The voice was almost too small to hear. She thought it was something about horses.

“Whose horses did you guard?”

“Them!” cried Jimmy, “The murderers. Ah wis set to it by my father, and I didna think any harm to it, he said they wis just coming to ask the minister nicely for something and I stayed by the horses in the wood and after a bit they come back and they gave me a Scotch shilling for the work and rode off and I didna ken till the next day what they'd done. I didna ken.”

“Did you know the men? Had you ever seen them before?”

“Nay missus, they wis strangers, naebody fra the village nor the castle. I never seen 'em in my life and they wis muffled up too.”

“How did they sound? Were they Scots?”

“I dinna ken. They didna say much. Mebbe not.”

“What did they look like?”

“Och they wis big and the older one had some grey in his beard and the younger one smiled at me and that's all I can tell ye, missus. I often look after strangers' horses for me dad.”

“Do you now?”

“Ay. Or pack ponies.”

Smuggling probably, thought Elizabeth.

“Do you think you might know them again if you saw them?”

“Ay missus, I think so.” He started crying again, “If I hadnae looked after their horses…Och, the minister wad still be here and we'd be learning us oor lessons and…”

“Now Jimmy, I want you to stop thinking that way.” Elizabeth paused “You didn't know when you looked after their horses that they were going to kill the minister, did you?”

“No, missus.

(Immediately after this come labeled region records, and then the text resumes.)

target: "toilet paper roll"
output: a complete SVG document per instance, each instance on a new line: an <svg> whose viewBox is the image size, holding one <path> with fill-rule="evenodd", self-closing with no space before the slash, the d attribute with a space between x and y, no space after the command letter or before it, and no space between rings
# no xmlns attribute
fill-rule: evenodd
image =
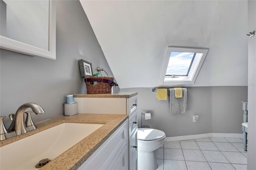
<svg viewBox="0 0 256 170"><path fill-rule="evenodd" d="M151 119L151 113L145 113L145 120L148 120Z"/></svg>

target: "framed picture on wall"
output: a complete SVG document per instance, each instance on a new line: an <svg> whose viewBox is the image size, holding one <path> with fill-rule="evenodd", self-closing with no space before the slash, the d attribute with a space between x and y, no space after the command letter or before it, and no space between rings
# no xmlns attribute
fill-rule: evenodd
<svg viewBox="0 0 256 170"><path fill-rule="evenodd" d="M93 73L92 73L92 63L82 59L79 60L79 61L81 76L82 77L92 76Z"/></svg>

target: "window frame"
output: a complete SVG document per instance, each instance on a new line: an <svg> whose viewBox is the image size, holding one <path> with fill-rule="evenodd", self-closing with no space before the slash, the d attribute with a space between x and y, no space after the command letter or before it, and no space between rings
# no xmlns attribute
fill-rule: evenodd
<svg viewBox="0 0 256 170"><path fill-rule="evenodd" d="M177 47L168 47L165 61L161 76L161 83L163 84L194 84L198 75L201 67L208 52L206 48L186 48ZM180 52L196 53L192 61L188 75L179 75L178 77L166 77L166 72L170 55L172 52Z"/></svg>

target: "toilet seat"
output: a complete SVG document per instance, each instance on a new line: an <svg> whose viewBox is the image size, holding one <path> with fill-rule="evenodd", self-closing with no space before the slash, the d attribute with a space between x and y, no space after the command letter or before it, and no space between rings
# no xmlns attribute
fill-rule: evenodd
<svg viewBox="0 0 256 170"><path fill-rule="evenodd" d="M139 128L138 129L138 139L141 140L155 140L165 138L162 131L151 128Z"/></svg>

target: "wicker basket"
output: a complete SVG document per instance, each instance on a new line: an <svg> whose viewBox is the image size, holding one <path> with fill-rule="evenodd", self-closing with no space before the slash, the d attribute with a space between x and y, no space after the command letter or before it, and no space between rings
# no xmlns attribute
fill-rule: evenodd
<svg viewBox="0 0 256 170"><path fill-rule="evenodd" d="M97 81L96 84L94 84L94 81L92 79L101 79ZM103 81L105 82L103 82ZM106 81L108 81L108 82ZM84 77L84 81L86 85L87 94L106 94L111 93L112 86L110 82L114 82L114 78L110 77L90 76Z"/></svg>

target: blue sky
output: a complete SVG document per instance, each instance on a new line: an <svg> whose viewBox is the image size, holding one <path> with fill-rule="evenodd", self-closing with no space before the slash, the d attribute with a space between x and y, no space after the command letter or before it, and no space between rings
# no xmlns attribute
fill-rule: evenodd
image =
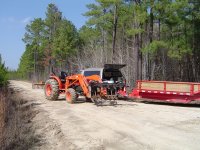
<svg viewBox="0 0 200 150"><path fill-rule="evenodd" d="M79 29L87 20L86 4L95 0L0 0L0 54L10 69L17 69L25 50L25 26L34 18L45 18L49 3L54 3Z"/></svg>

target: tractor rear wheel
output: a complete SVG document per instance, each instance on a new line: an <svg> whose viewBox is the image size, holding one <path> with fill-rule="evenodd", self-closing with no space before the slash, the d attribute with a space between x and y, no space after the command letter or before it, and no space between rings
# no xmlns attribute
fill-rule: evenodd
<svg viewBox="0 0 200 150"><path fill-rule="evenodd" d="M70 104L75 103L77 99L76 91L73 88L69 88L65 92L66 101Z"/></svg>
<svg viewBox="0 0 200 150"><path fill-rule="evenodd" d="M58 82L54 79L46 81L44 86L45 97L48 100L57 100L59 96Z"/></svg>

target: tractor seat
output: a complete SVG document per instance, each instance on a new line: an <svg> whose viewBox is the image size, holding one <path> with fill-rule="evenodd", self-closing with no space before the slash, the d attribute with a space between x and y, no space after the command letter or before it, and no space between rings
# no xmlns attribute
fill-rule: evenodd
<svg viewBox="0 0 200 150"><path fill-rule="evenodd" d="M66 82L66 77L67 77L67 73L64 71L61 71L60 73L60 80L62 83Z"/></svg>

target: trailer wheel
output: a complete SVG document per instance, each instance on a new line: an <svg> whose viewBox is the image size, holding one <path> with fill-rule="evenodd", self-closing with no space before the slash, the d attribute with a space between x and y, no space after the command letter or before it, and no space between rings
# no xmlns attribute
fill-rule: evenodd
<svg viewBox="0 0 200 150"><path fill-rule="evenodd" d="M70 104L75 103L77 99L76 91L72 88L69 88L65 92L66 95L66 101Z"/></svg>
<svg viewBox="0 0 200 150"><path fill-rule="evenodd" d="M49 79L44 85L45 97L48 100L57 100L59 96L58 82L54 79Z"/></svg>

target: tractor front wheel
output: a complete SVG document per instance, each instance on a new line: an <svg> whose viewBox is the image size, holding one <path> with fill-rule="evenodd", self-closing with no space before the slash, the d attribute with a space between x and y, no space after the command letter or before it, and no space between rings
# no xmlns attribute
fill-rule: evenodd
<svg viewBox="0 0 200 150"><path fill-rule="evenodd" d="M46 81L44 86L45 97L48 100L57 100L59 96L58 82L54 79Z"/></svg>
<svg viewBox="0 0 200 150"><path fill-rule="evenodd" d="M76 91L72 88L69 88L65 92L66 95L66 101L70 104L75 103L77 99Z"/></svg>

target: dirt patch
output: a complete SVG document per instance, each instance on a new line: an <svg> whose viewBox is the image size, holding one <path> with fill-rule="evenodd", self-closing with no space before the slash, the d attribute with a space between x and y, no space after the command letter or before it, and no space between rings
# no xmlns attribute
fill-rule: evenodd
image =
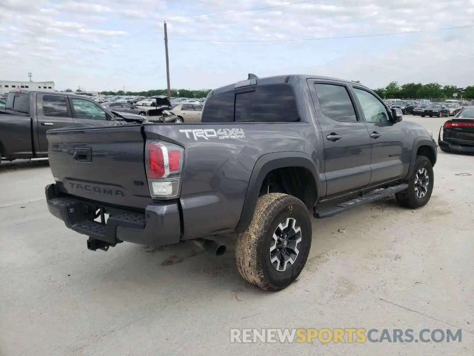
<svg viewBox="0 0 474 356"><path fill-rule="evenodd" d="M182 262L183 259L181 257L178 257L175 255L170 256L166 261L161 262L162 266L171 266L172 264L181 263Z"/></svg>

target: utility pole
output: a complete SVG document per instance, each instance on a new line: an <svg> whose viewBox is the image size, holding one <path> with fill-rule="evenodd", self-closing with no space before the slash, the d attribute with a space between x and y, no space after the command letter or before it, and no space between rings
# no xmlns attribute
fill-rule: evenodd
<svg viewBox="0 0 474 356"><path fill-rule="evenodd" d="M164 52L166 56L166 81L168 82L168 97L171 97L170 87L170 61L168 59L168 32L166 31L166 21L164 21Z"/></svg>

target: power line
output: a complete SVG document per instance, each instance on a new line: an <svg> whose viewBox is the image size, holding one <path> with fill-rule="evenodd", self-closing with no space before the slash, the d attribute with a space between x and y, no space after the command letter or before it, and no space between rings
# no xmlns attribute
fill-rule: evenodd
<svg viewBox="0 0 474 356"><path fill-rule="evenodd" d="M242 14L242 13L244 13L244 12L250 12L253 11L259 11L260 10L267 10L267 9L275 9L275 8L281 8L281 7L283 7L283 6L290 6L292 5L298 5L299 4L304 4L304 3L306 3L307 2L314 2L315 1L317 1L317 0L306 0L306 1L299 1L298 2L292 2L292 3L290 3L289 4L283 4L283 5L274 5L273 6L267 6L267 7L265 7L265 8L259 8L258 9L250 9L249 10L241 10L240 11L234 11L233 12L226 12L226 13L222 13L222 14L216 14L215 15L205 15L201 16L195 16L194 17L188 17L188 18L186 18L185 19L174 19L174 20L166 20L166 22L176 22L176 21L185 21L186 20L192 20L192 19L205 19L205 18L208 18L208 17L215 17L216 16L224 16L226 15L234 15L235 14ZM126 41L127 40L129 39L130 38L131 38L133 37L135 37L136 36L138 36L138 35L141 35L142 33L145 33L145 32L146 32L147 31L151 29L152 28L154 28L156 26L156 25L152 25L151 26L150 26L149 27L147 27L145 29L142 30L141 31L140 31L139 32L137 32L136 33L134 33L133 35L130 35L129 36L128 36L128 37L125 37L124 38L121 38L117 42L115 42L115 43L113 43L113 44L112 44L111 45L109 45L108 46L106 46L105 47L103 47L103 48L102 48L101 49L107 49L107 48L109 48L110 47L113 47L115 45L118 44L118 43L120 43L120 42L122 42L124 41Z"/></svg>
<svg viewBox="0 0 474 356"><path fill-rule="evenodd" d="M307 0L304 1L299 1L299 2L291 2L289 4L283 4L283 5L275 5L273 6L267 6L265 8L259 8L258 9L252 9L250 10L241 10L240 11L235 11L233 12L225 12L222 14L216 14L216 15L206 15L203 16L195 16L194 17L188 17L186 19L177 19L175 20L167 20L167 22L172 22L176 21L184 21L185 20L192 20L195 19L205 19L208 17L215 17L216 16L224 16L226 15L234 15L235 14L242 14L244 12L250 12L253 11L258 11L259 10L268 10L270 9L275 9L275 8L282 8L283 6L290 6L292 5L298 5L299 4L304 4L307 2L314 2L317 0Z"/></svg>
<svg viewBox="0 0 474 356"><path fill-rule="evenodd" d="M377 36L388 36L393 35L403 35L407 33L419 33L420 32L429 32L433 31L442 31L444 30L455 29L456 28L467 28L474 27L474 25L467 26L456 26L455 27L445 27L443 28L433 28L428 30L419 30L418 31L407 31L403 32L392 32L390 33L377 33L373 35L359 35L353 36L341 36L339 37L320 37L316 38L293 38L291 39L263 39L263 40L224 40L218 39L186 39L185 38L169 38L170 41L184 41L196 42L296 42L298 41L319 41L324 39L342 39L343 38L358 38L363 37L375 37Z"/></svg>

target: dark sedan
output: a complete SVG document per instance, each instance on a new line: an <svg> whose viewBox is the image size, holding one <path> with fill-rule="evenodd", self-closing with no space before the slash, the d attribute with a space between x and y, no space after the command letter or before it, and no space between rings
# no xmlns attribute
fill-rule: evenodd
<svg viewBox="0 0 474 356"><path fill-rule="evenodd" d="M108 102L101 104L104 107L111 111L118 111L121 112L128 112L145 116L146 111L137 106L129 104L128 103L118 103L118 102Z"/></svg>
<svg viewBox="0 0 474 356"><path fill-rule="evenodd" d="M442 103L432 103L426 108L423 109L420 115L421 117L425 116L446 116L448 117L449 116L449 109L446 105Z"/></svg>
<svg viewBox="0 0 474 356"><path fill-rule="evenodd" d="M438 144L444 152L474 153L474 107L465 108L445 122Z"/></svg>
<svg viewBox="0 0 474 356"><path fill-rule="evenodd" d="M398 100L393 103L392 108L398 108L401 110L403 115L406 115L408 113L413 112L415 106L416 105L412 100Z"/></svg>
<svg viewBox="0 0 474 356"><path fill-rule="evenodd" d="M413 115L421 115L421 112L423 111L423 109L428 105L429 105L429 104L425 104L424 103L421 103L413 108L413 112L411 113Z"/></svg>

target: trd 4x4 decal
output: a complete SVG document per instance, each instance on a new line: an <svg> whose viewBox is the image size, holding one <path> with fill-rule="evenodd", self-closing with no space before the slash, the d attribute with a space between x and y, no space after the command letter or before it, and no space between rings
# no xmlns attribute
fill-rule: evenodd
<svg viewBox="0 0 474 356"><path fill-rule="evenodd" d="M245 137L242 129L219 129L217 131L213 129L197 129L195 130L180 130L180 132L186 135L187 138L191 138L191 135L197 141L199 139L208 140L210 138L219 137L219 140L240 139Z"/></svg>

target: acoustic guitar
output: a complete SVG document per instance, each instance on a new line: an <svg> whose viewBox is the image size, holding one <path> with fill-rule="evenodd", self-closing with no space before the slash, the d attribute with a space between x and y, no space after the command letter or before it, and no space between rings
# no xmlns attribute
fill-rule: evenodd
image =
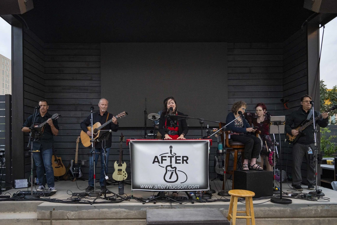
<svg viewBox="0 0 337 225"><path fill-rule="evenodd" d="M327 110L325 112L329 112L330 111L334 110L336 108L337 108L337 105L332 106ZM322 118L323 117L322 116L321 114L318 117L315 117L315 122L316 121ZM298 139L298 138L303 135L302 134L302 131L308 127L309 125L313 123L314 122L313 119L307 122L306 121L307 121L306 120L305 120L304 121L302 122L300 125L298 126L297 127L292 129L293 130L296 130L299 132L299 134L297 136L295 136L291 134L289 134L287 133L286 134L285 138L288 141L289 143L294 143L296 142L297 140L297 139Z"/></svg>
<svg viewBox="0 0 337 225"><path fill-rule="evenodd" d="M124 181L127 178L127 173L125 171L126 168L126 163L124 162L122 163L122 158L123 156L123 150L122 148L123 141L124 141L124 136L123 133L121 134L120 137L119 138L119 161L115 162L114 164L114 168L115 168L115 171L112 174L112 178L115 181Z"/></svg>
<svg viewBox="0 0 337 225"><path fill-rule="evenodd" d="M75 159L72 159L70 161L71 166L69 170L71 175L74 177L74 180L73 181L73 182L76 181L76 178L82 176L83 174L83 170L82 170L82 168L81 167L82 163L77 163L79 142L80 142L80 136L77 137L77 139L76 140L76 153L75 155Z"/></svg>
<svg viewBox="0 0 337 225"><path fill-rule="evenodd" d="M54 170L54 176L60 176L65 173L65 167L62 163L60 157L57 157L53 146L53 155L52 156L52 166Z"/></svg>
<svg viewBox="0 0 337 225"><path fill-rule="evenodd" d="M123 117L125 117L127 115L127 112L125 111L122 112L117 116L115 117L113 117L113 118L111 118L111 120L109 120L108 121L102 125L101 125L100 123L99 122L97 122L94 124L92 126L93 129L93 130L92 134L93 136L94 136L94 141L99 136L100 130L112 122L112 119L114 118L114 117L117 119L117 118L120 118ZM91 131L91 126L88 127L87 128L89 130L89 131ZM82 143L85 147L89 147L91 145L91 143L90 142L91 137L88 136L87 133L83 130L81 131L81 141L82 141Z"/></svg>

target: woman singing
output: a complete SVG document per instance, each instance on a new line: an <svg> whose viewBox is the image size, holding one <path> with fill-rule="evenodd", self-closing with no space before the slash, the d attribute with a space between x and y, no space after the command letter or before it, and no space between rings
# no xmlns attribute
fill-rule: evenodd
<svg viewBox="0 0 337 225"><path fill-rule="evenodd" d="M244 112L246 107L247 104L244 101L235 102L232 106L232 112L228 114L226 118L226 123L228 124L227 128L231 131L231 138L245 144L242 169L262 170L263 169L256 163L256 159L261 151L261 141L250 133L254 132L256 130L251 127L248 121L242 116L229 123L240 116L239 111ZM249 159L250 165L248 166L248 160Z"/></svg>
<svg viewBox="0 0 337 225"><path fill-rule="evenodd" d="M272 149L273 142L269 136L269 124L270 123L270 114L267 111L267 107L263 103L259 103L255 106L255 113L245 113L245 116L249 124L253 124L254 127L258 127L257 130L261 131L260 136L262 139L262 150L260 153L262 162L258 163L261 167L263 167L263 160L265 159L267 170L272 171L272 166L268 161L269 151L266 146L267 142L268 148ZM267 157L267 158L266 158Z"/></svg>
<svg viewBox="0 0 337 225"><path fill-rule="evenodd" d="M170 116L170 108L172 108ZM177 102L173 97L168 97L164 103L164 110L159 119L159 131L164 139L186 139L188 131L186 119L177 116L184 116L177 110Z"/></svg>

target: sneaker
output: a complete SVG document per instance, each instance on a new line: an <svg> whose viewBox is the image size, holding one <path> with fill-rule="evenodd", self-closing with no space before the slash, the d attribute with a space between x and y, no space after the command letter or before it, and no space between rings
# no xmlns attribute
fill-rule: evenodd
<svg viewBox="0 0 337 225"><path fill-rule="evenodd" d="M303 188L302 188L301 185L295 185L294 187L294 189L296 191L303 191Z"/></svg>
<svg viewBox="0 0 337 225"><path fill-rule="evenodd" d="M91 191L94 190L94 187L92 186L89 185L88 186L88 187L85 189L86 191Z"/></svg>
<svg viewBox="0 0 337 225"><path fill-rule="evenodd" d="M54 192L56 192L56 189L55 189L55 188L53 187L51 187L49 188L49 191L54 191Z"/></svg>
<svg viewBox="0 0 337 225"><path fill-rule="evenodd" d="M36 189L36 191L43 191L45 189L45 187L44 187L44 185L40 185L39 186L39 188Z"/></svg>

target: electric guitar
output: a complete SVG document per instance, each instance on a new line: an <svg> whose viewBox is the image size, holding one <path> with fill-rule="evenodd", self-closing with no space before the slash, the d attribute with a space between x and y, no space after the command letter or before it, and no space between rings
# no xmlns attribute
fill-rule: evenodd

Ah thocht it was just business, ye ken.”

“Quite so. You couldn't have known that they were going to do anything of the sort and even if you had known, what could you have done about it?”

“I could ha' shouted, or run ahead and warned him? He didna wear a sword but I heard tell fra my dad he was a bonny fighter once the day.”

“Of course you could, if you'd known. If you'd known you'd have done that, wouldn't you?”

“O' course I would and got my friends to come and they'd have all come running and we could have stood between the minister and the murderers and…”

“And probably Jimmy, they'd have knocked you aside and done it anyway. You'd have done that if you'd known what they were about but you didn't know. So it isn't your fault at all. It's the fault of the men that did the killing.”

“Mebbe I could have guessed?”

“How? How could you have guessed? Did they say anything like, now we're going to kill Minister Burn by chopping his head in two?”

“No. They wis arguing about somebody called Bessie and whether her steak and kidney pie or her chicken pie was the best.”

“There you are. How could you have guessed from that?” Though it was interesting and backed up the idea they had come from the West March.

He was staring at the rucked up deerskin. “No, I couldn't.”

“Ye could not.”

“But mebbe his ghost will come after me anyway.”

Elizabeth paused a moment to think and took a deep breath. What she was saying was probably heresy, but she needed to stop the child crying. He was a witness, she needed him able to think and speak. “If there are ghosts then they're the spirit of the dead person, aren't they?”

He clutched the deerskin round himself tighter and nodded. He had deep circles round his eyes as well, poor lad.

“And do you know what a spirit is?” He shook his head. “A spirit is the soul of the person, the deepest part, the part that goes to God. Yes?” A small nod. “Now is your soul better or worse than the rest of you?”

“It's better, I think, missus.”

“I think so, too. So even if the minister had been a bad man and full of sin, his soul would be the best part of him. But he was a good man with no more sin than most of us so his soul will be better still, yes?” Another tiny nod. “So his soul would never hurt you, Jimmy nor even frighten you. He's gone to God anyway.”